A Healdsburg publication from 1967 states that prunes are by far the most important industry in the Healdsburg area, and have been since 1924, the same year that Prohibition really hit the grape growers. And now we might chuckle at that photograph in the Healdsburg Museum archives taken in 1966, a foolishly grinning Dating Game TV show couple who won a trip to Healdsburg, not on a romantic wine-tasting weekend, but holding a box of Sunsweet Prunes.
The relatively recent and extraordinary explosion in grape growing is best seen by comparison to the 1968 figures. In 2020 Sonoma County statistics list 1,300 grape growers cultivating 60,000 acres. There were 182,784 tons of grapes harvested in 2015, at an average price of $2,443 per ton. There are 425 wineries.
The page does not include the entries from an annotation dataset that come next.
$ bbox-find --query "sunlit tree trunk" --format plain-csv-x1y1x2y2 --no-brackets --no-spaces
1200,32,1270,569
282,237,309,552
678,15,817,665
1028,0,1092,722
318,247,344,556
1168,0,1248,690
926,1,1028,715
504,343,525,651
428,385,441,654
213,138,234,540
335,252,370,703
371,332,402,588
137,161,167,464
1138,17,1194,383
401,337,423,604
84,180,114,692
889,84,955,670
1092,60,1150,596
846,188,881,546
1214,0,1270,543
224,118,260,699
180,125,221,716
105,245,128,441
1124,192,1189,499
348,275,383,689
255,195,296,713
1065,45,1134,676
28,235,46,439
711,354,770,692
The resurgence and now preeminence of grape growing and wine production in Sonoma County has been described in many articles, books, and even movies, so there is no need for me to cover that here.
Those who pick the grapes have not shared in this new wealth, and until very recently, were mostly on their own to find housing in a skyrocketing market. The shortage of agricultural labor in California has not abated since the 1850s when the Native people were paid 50 cents a day for their labor. The average field worker in 2019 received about $13.50 an hour, or about $108 for a hard day in the sun.
The little town that Harmon Heald started is no longer the retail center for the agricultural community that surrounds it, but hosts visitors from all over the world. I witnessed part of that transformation. When I arrived in Healdsburg in 1979, I marveled at the extensive stock of Ben Davis work pants, a brand favored by agricultural workers, at the local department store, Rosenberg and Bush, and as a historian, noted the longevity of a business started in 1865 by Wolfe Rosenberg. I witnessed that store’s closure in 1985, a clear signal that demographics had changed. When I left Healdsburg in 1993, wineries were certainly multiplying, but on a 2019 tour of the Plaza shops I noted almost nothing I recognized, and could not afford to buy a single item of clothing, even if I had wanted to. I could not keep count of the number of tasting rooms.
Healdsburg has become a world-class destination. Through its now preeminent grape growing and related winery industry, it has managed to achieve what its shopkeepers, hoteliers, and Chamber of Commerce hoped for all those years by staging Floral Festivals and Water Carnivals: lots and lots of out-of-towners. But the basic methods of growing largely remain, amidst the new glamour and sophistication. I recall what the late Bob Jones, a Healdsburg viticulturist (and former prune grower) once told me: They used to just call us farmers.
Note: a version of this article was published without endnotes, for a specific audience, although the research behind it is extensive. I have added endnotes for some important new information, and if I find my original copy with endnotes I will add the rest.
1. Heizer, Robert F. ed., Archaeology of the Napa Region, Anthropological Records, Vol. 12, No. 6, University of California Press: Berkeley and Los Angeles, 1953, pp. 229—231.
2. Narrative of William Fitch and Blas Piña, Taken on board of steamer M.S. Latham on her voyage from San Francisco to Donahue [transcribed by Henry Cerruti] April 16th 1874; translated by Alison Trujillo 2020. (see full text on this site: The Piñas of Rancho Tzabaco.